The fear driving every migration conversation is always the same:
what if we break what's already working?
That's the problem Vorro was built to solve. Our BridgeGate orchestration layer runs HL7 v2 and FHIR R4 simultaneously — so your existing interfaces keep flowing while FHIR endpoints go live in parallel. No cutover. No downtime window. No 18-month IT project handed back to you to maintain.
“CMS-0057-F is not a set of recommendations. It is a final rule with enforcement authority — and it comes with hard deadlines already inside your planning horizon.”
cms.govMost migrations fail because they try to flip everything at once. Vorro's approach keeps your current environment intact while building your FHIR infrastructure alongside it — step by step.
We map every active HL7 v2 interface in your environment — lab feeds, ADT, order routing, referrals — and identify which workflows can migrate first with the least operational risk.
Our managed orchestration layer sits between your existing systems and new FHIR endpoints. HL7 v2 messages continue flowing uninterrupted. FHIR R4 APIs activate in parallel — no rip-and-replace.
Compliance-critical workflows go first: CMS prior auth APIs, patient access FHIR endpoints, and payer data exchange. Lower-priority HL7 interfaces migrate on your schedule.
Every integration is versioned and built to absorb future standards updates — USCDI v7, FHIR R5, new CMS requirements — as configuration changes, not new development cycles costing $400K+ each.
Vorro supports every standard your environment runs today — and every one it'll need to run tomorrow.
You need FHIR compliance but can't take down the lab feeds, ADT, and order routing your operations depend on every day.
You have a federal mandate with a real date attached and no capacity to run a 12–18 month internal build to meet it.
Your IT team is already at capacity. You need a fully managed service that takes the migration off their plate entirely.
A previous migration attempt broke interfaces and burned trust. You need a proven, phased approach with zero disruption guarantees.
You need EDI, payer, and pharmacy connectivity alongside EMR — not a developer toolkit built only for Epic-to-Epic workflows.
Per-transaction pricing models bury your projections. Vorro's flat enterprise pricing lets you budget with confidence.
Common concerns from health system architects, CIOs, and integration teams — answered directly.
Will migrating to FHIR break our existing HL7 v2 interfaces?
No. BridgeGate runs both standards simultaneously. Your HL7 v2 interfaces keep working without modification while FHIR R4 endpoints activate in parallel. There is no cutover event where everything moves at once.
How long does a typical migration take?
First FHIR endpoints are typically live in 4–8 weeks. Full migration of all HL7 v2 interfaces runs 3–6 months depending on volume. Vorro manages the timeline — your IT team keeps its bandwidth.
What happens when CMS updates their standards again?
Every Vorro integration is versioned. When USCDI v7, FHIR R5, or new CMS API requirements arrive, they're handled as configuration changes — 2–4 weeks — not $400K development projects.
Do you support Epic and Cerner?
Yes — pre-built connectors for both, plus 500+ additional healthcare systems. No custom EHR development on your end. If it exists in your stack, Vorro almost certainly has a connector for it.
How is Vorro different from hiring a systems integrator?
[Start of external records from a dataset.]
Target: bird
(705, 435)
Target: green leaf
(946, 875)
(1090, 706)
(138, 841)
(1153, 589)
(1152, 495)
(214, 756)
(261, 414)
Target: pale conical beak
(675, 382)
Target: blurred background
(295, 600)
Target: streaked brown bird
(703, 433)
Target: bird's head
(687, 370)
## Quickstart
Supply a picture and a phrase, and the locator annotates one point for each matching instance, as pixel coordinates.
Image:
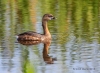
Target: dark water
(75, 45)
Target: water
(75, 45)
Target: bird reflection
(48, 59)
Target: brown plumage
(30, 37)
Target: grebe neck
(45, 28)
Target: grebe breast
(29, 36)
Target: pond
(75, 45)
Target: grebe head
(48, 17)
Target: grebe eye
(50, 16)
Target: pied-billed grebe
(33, 36)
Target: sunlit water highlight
(75, 36)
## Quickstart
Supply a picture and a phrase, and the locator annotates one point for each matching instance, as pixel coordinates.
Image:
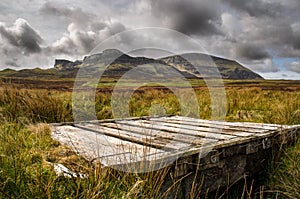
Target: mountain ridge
(189, 65)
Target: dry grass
(27, 152)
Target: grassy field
(27, 152)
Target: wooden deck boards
(123, 142)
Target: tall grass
(27, 152)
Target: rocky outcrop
(191, 65)
(63, 64)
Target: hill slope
(190, 65)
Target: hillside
(190, 65)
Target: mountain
(205, 66)
(190, 65)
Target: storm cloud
(251, 52)
(255, 8)
(21, 35)
(293, 66)
(189, 16)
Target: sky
(263, 35)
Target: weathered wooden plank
(151, 133)
(225, 129)
(177, 130)
(247, 126)
(125, 135)
(206, 129)
(111, 150)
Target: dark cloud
(262, 66)
(78, 41)
(189, 16)
(251, 52)
(84, 31)
(75, 15)
(22, 35)
(296, 36)
(255, 8)
(12, 63)
(293, 66)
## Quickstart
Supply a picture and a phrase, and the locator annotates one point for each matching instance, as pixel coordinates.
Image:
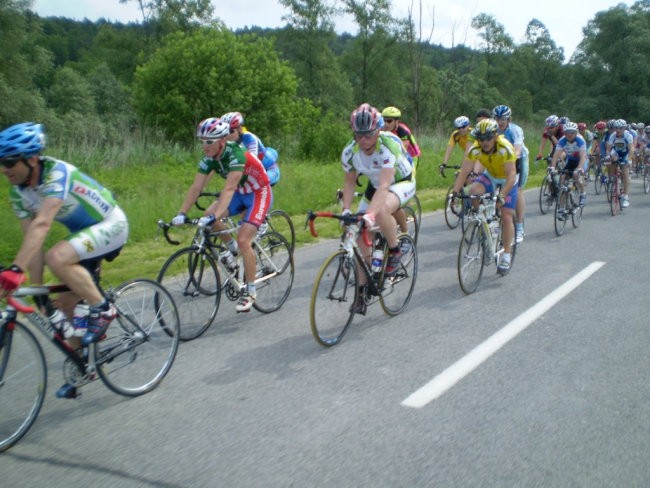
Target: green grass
(155, 189)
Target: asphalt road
(541, 389)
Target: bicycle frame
(354, 227)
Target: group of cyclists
(383, 148)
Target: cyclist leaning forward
(382, 158)
(247, 189)
(574, 148)
(44, 190)
(497, 155)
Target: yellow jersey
(494, 162)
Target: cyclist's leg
(257, 206)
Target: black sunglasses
(11, 161)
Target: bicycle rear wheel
(333, 295)
(397, 289)
(141, 343)
(23, 381)
(280, 222)
(562, 211)
(470, 256)
(275, 270)
(195, 285)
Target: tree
(209, 72)
(369, 63)
(497, 47)
(308, 38)
(613, 55)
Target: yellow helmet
(391, 112)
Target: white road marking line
(464, 366)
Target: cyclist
(588, 136)
(240, 134)
(515, 134)
(393, 124)
(553, 131)
(495, 153)
(44, 190)
(574, 148)
(459, 137)
(247, 189)
(620, 147)
(381, 157)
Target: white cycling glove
(179, 219)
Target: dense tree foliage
(97, 81)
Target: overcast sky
(450, 19)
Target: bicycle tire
(279, 221)
(412, 223)
(614, 197)
(334, 292)
(196, 290)
(560, 223)
(453, 209)
(273, 256)
(576, 212)
(470, 257)
(546, 199)
(141, 342)
(397, 290)
(23, 376)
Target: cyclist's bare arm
(36, 231)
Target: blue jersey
(621, 144)
(572, 149)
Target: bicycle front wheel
(613, 197)
(576, 212)
(545, 196)
(397, 289)
(453, 209)
(412, 223)
(470, 256)
(280, 222)
(141, 343)
(274, 272)
(23, 381)
(193, 281)
(332, 297)
(562, 212)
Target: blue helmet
(501, 111)
(26, 139)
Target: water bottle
(494, 229)
(61, 323)
(377, 260)
(80, 319)
(228, 259)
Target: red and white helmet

A systems integrator builds custom code and hands it back to you to maintain. Vorro is a fully managed service — we own the infrastructure, absorb the maintenance, and handle every future update. Your team doesn't inherit the problem.
What does 'fully managed' actually mean?
It means Vorro owns the uptime, the monitoring, the standards updates, and the break-fix. You get a 99.95% SLA, daily Lantern monitoring, and a dedicated integration architect. You don't manage the pipes — you just use them.